La récente introduction de cet instrument en Inde a contribué à déformer la musique du fait de l’apport de la gamme tempérée occidentale à douze demi-tons, alors que la musique indienne procède, elle, par micro-intervalles (sruti). Dias 43
Le sārangī est une vièle à manche court confectionnée dans une unique pièce de bois. Il mesure de 66 à 69 cm de long. Sa caisse de résonance oblongue est tendue d’une peau de chèvre et présente deux importantes dépressions latérales. Elle est munie de deux cordes métalliques accordées à l’unisson de la tonique — la première est jouée par pression latérale des ongles et la seconde est un bourdon optionnel —, deux cordes de boyau accordées à la quinte et à la tonique inférieure, seize fines cordes sympathiques en métal.
Les chevilles d’accordage des cordes de jeu traversent le sommet du manche. Les chevilles d’accordage des cordes sympathiques sont réparties sur la largeur du manche, du côté opposé à celui du jeu. L’archet de bois est long et légèrement courbé.
Le ḍholak est un tambour en tonneau tendu de deux peaux de chèvre frappées à deux mains. Les deux peaux sont reliées par un système de laçage en Y dans lequel passe un anneau métallique permettant leur accordage. L’instrument mesure entre 40 et 50 cm de longueur pour un diamètre voisin de 20 cm.
Les doigts de la main droite produisent une palette de sons “clairs” sur ou près de la bordure de la peau, tandis que la main gauche produit deux frappes principales, “sourdes” : une frappe ouverte et une frappe fermée.
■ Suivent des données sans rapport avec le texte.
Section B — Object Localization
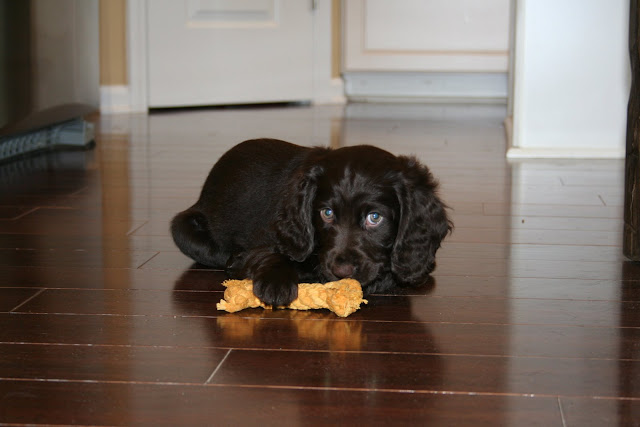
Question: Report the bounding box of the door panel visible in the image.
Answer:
[147,0,313,107]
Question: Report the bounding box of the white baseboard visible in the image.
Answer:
[507,147,625,160]
[313,78,347,105]
[344,72,508,104]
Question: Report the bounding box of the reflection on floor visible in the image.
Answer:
[0,104,640,426]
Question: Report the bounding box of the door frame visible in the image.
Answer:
[127,0,346,112]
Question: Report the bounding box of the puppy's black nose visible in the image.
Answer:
[331,264,356,279]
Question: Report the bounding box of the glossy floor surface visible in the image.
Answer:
[0,105,640,427]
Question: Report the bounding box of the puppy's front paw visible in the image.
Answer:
[253,270,298,307]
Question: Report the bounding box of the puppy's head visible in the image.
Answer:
[279,146,450,288]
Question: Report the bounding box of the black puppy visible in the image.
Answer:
[171,139,451,306]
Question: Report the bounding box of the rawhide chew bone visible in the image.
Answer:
[216,279,367,317]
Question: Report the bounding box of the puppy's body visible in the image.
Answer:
[171,139,450,305]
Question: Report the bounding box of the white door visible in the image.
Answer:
[147,0,313,108]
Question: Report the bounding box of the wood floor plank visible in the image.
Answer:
[560,397,640,427]
[0,288,40,312]
[211,350,640,398]
[0,381,562,427]
[0,249,156,268]
[0,344,227,384]
[0,265,227,291]
[11,289,640,328]
[0,310,640,360]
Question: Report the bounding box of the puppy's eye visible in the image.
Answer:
[320,208,335,223]
[365,212,382,227]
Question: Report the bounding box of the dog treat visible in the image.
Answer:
[216,279,367,317]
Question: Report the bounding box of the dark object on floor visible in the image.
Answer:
[171,139,451,306]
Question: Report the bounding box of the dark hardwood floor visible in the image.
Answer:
[0,104,640,427]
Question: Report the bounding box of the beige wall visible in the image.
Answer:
[100,0,128,86]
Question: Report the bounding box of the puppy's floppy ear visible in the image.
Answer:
[274,165,324,262]
[391,156,453,284]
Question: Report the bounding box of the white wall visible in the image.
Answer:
[508,0,631,157]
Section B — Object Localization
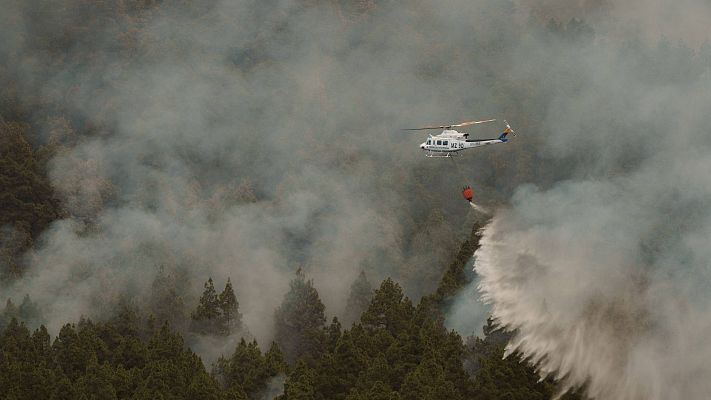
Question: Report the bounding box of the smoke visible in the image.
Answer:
[0,0,711,399]
[0,0,500,343]
[469,201,489,214]
[475,2,711,400]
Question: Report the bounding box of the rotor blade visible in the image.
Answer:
[403,126,447,131]
[450,119,496,127]
[403,119,496,131]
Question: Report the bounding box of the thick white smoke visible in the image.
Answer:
[475,120,711,400]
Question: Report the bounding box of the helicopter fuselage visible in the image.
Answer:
[420,129,508,157]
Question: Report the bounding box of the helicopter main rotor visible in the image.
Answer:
[403,119,496,131]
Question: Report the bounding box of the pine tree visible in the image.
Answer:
[274,268,326,364]
[280,360,316,400]
[343,271,373,326]
[17,294,40,326]
[264,342,289,377]
[191,278,220,335]
[217,278,242,335]
[360,278,414,337]
[150,265,185,327]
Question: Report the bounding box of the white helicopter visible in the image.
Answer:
[405,119,516,157]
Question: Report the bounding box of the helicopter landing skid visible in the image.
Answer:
[425,150,459,158]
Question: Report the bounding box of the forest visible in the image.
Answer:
[0,0,711,400]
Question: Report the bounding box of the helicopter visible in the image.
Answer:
[405,119,516,157]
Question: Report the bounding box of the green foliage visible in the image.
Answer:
[218,278,242,335]
[274,269,326,364]
[191,278,242,336]
[149,265,188,327]
[0,319,222,399]
[0,122,60,279]
[343,271,373,325]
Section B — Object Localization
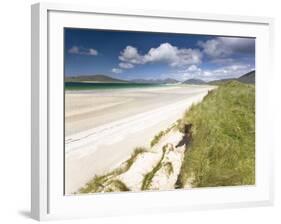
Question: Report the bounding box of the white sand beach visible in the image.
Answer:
[65,85,214,194]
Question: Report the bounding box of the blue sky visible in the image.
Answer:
[64,28,255,81]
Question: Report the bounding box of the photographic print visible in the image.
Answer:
[64,28,255,195]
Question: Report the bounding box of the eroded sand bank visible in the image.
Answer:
[65,86,213,194]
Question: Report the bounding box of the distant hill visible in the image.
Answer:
[65,75,128,83]
[208,70,256,85]
[182,79,206,85]
[130,78,179,84]
[237,71,256,84]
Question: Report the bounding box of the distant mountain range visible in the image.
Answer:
[65,71,256,85]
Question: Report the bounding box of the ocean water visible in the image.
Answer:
[64,82,167,90]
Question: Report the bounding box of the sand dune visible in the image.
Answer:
[65,86,213,194]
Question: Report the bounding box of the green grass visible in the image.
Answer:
[79,147,147,194]
[150,120,180,148]
[177,81,255,187]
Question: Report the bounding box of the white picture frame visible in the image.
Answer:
[31,3,274,220]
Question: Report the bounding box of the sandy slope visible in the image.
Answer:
[65,86,213,194]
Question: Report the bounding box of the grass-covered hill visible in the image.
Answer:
[177,81,255,188]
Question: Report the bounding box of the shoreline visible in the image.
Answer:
[65,87,214,194]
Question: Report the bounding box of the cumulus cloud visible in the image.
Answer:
[119,62,134,69]
[119,43,202,69]
[68,46,98,56]
[119,46,143,64]
[198,37,255,58]
[111,68,123,74]
[178,63,255,81]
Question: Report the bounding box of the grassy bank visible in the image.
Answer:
[177,81,255,187]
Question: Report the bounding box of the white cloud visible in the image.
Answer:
[144,43,202,67]
[174,64,254,81]
[68,46,98,56]
[68,46,79,54]
[111,68,123,74]
[89,48,98,56]
[119,43,202,68]
[198,37,255,58]
[119,62,134,69]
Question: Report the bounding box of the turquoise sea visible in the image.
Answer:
[64,82,167,90]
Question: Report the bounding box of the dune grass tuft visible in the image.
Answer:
[79,147,147,193]
[141,145,167,190]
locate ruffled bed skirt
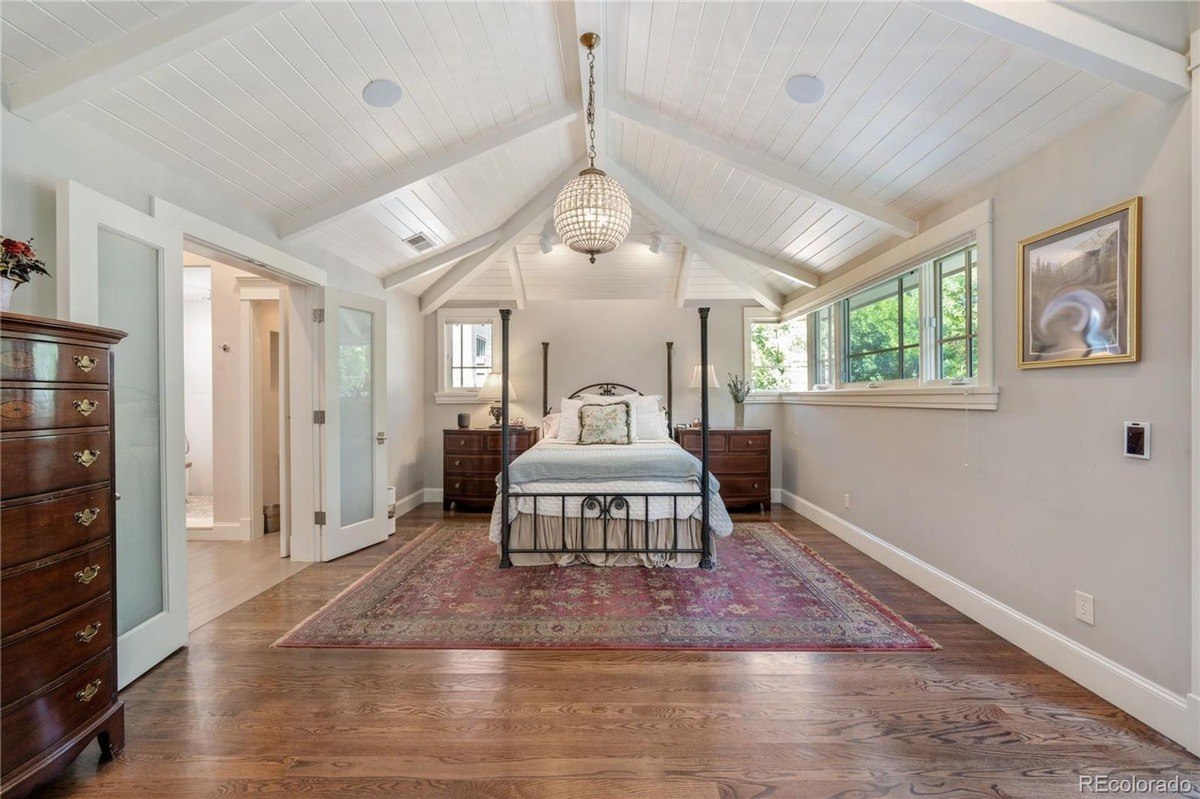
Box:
[497,513,703,569]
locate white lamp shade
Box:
[688,364,721,389]
[479,372,517,402]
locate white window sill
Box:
[746,385,1000,410]
[433,391,487,405]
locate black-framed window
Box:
[934,245,979,380]
[446,322,492,389]
[839,269,920,384]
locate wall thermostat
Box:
[1124,422,1150,461]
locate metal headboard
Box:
[541,341,674,429]
[566,383,642,400]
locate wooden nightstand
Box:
[442,427,538,510]
[674,427,770,510]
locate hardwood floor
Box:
[187,533,311,632]
[42,505,1200,799]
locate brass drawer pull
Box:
[76,679,102,702]
[74,450,100,469]
[76,621,102,643]
[71,355,100,372]
[76,507,100,527]
[76,565,100,585]
[71,400,100,416]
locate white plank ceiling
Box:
[0,0,1130,300]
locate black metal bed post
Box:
[667,341,674,437]
[700,303,713,569]
[541,341,550,419]
[500,308,513,569]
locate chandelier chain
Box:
[588,47,596,167]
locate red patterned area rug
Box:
[275,522,940,651]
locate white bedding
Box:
[488,439,732,543]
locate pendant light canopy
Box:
[554,34,632,264]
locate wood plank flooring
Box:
[187,533,310,632]
[42,505,1200,799]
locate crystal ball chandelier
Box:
[554,34,632,264]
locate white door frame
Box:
[55,180,187,689]
[151,197,328,561]
[320,288,389,560]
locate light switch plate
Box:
[1124,422,1150,461]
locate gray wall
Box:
[784,91,1194,693]
[425,297,781,488]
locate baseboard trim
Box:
[395,488,427,517]
[187,521,253,541]
[782,491,1200,751]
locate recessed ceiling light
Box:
[362,78,403,108]
[787,74,824,103]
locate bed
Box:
[490,303,733,569]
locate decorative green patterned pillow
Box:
[580,402,634,444]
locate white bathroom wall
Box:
[184,266,212,497]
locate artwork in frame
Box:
[1016,197,1141,368]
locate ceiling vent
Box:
[404,233,433,252]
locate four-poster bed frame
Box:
[500,303,714,569]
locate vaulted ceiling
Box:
[0,1,1170,311]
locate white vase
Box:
[0,277,20,311]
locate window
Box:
[434,308,500,403]
[840,269,920,383]
[805,306,834,389]
[746,235,998,409]
[446,322,492,390]
[750,319,809,391]
[934,246,979,380]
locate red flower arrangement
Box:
[0,239,50,283]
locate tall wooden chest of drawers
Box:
[674,427,770,510]
[442,427,538,510]
[0,313,125,799]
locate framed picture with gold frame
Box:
[1016,197,1141,370]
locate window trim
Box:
[433,308,500,404]
[744,199,1000,410]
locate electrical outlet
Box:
[1075,591,1096,625]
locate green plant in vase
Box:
[0,238,50,311]
[725,372,750,427]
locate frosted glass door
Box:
[56,181,187,687]
[322,289,389,560]
[98,229,167,635]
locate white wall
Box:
[424,300,781,487]
[782,91,1195,693]
[0,104,424,527]
[184,266,212,497]
[388,289,426,501]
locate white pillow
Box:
[582,394,670,441]
[558,397,583,444]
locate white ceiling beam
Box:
[8,2,294,121]
[920,0,1190,101]
[605,161,784,311]
[606,97,920,238]
[509,247,526,311]
[676,247,691,308]
[383,229,500,289]
[278,103,580,241]
[700,230,821,288]
[421,161,583,313]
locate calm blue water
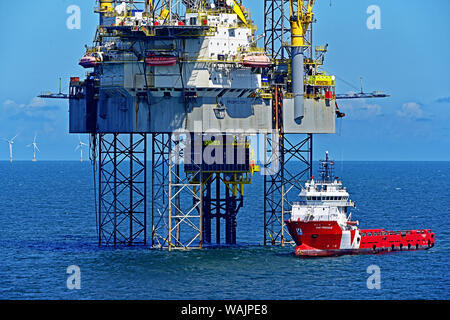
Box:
[0,162,450,300]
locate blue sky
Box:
[0,0,450,161]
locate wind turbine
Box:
[5,134,19,163]
[27,134,41,162]
[75,135,88,162]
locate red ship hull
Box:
[286,221,435,257]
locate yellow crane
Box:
[289,0,315,47]
[289,0,315,124]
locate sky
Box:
[0,0,450,161]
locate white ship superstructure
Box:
[291,152,357,230]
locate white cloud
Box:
[397,102,423,119]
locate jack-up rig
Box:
[43,0,387,250]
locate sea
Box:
[0,161,450,300]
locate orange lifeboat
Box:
[78,52,103,68]
[145,53,178,67]
[242,53,272,68]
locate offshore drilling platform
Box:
[40,0,386,250]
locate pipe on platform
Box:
[291,46,305,124]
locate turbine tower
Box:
[5,134,19,163]
[75,135,88,162]
[27,134,41,162]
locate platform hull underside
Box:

On joue également avec des roulements de doigts.
Les khartāl sont constitués d’une double paire de planchettes de bois rectangulaires d’environ 15 x 5 cm que l’on entrechoque (claquettes). Le joueur en tient une paire dans chaque main. Les planchettes, indépendantes, sont tenues verticalement dans leur plus petite largeur, dans le creux de la main, l’une actionnée avec les doigts et l’autre avec le pouce. La technique est difficile, mais les musiciens sont capables de prodigieux exercices de virtuosité.
Lieu & date : Myanmar. 2010. Durée : 01:05. © Patrick Kersalé 2010-2024.
Au fil du temps, les bergers ont élaboré la richesse du patrimoine instrumental et musical de l’humanité. Leurs motivations s’avèrent très diverses : communiquer avec les animaux ou avec les esprits de la nature, rompre leur solitude, combattre le sommeil, vaincre peurs et angoisses...
Dans le monde entier, les conducteurs de troupeaux ont inventé et développé des langages multiformes pour communiquer avec le bétail : concret, onomatopéique, crié, sifflé.
Appeler, chasser, faire avancer, reculer, aller à droite, à gauche, arrêter un attelage ou un troupeau... sont des manœuvres que certains commandent exclusivement à la voix.
Dans cette séquence vidéo, le laboureur intime des ordres à ces buffles avec diverses onomatopées héritées de ses aïeux.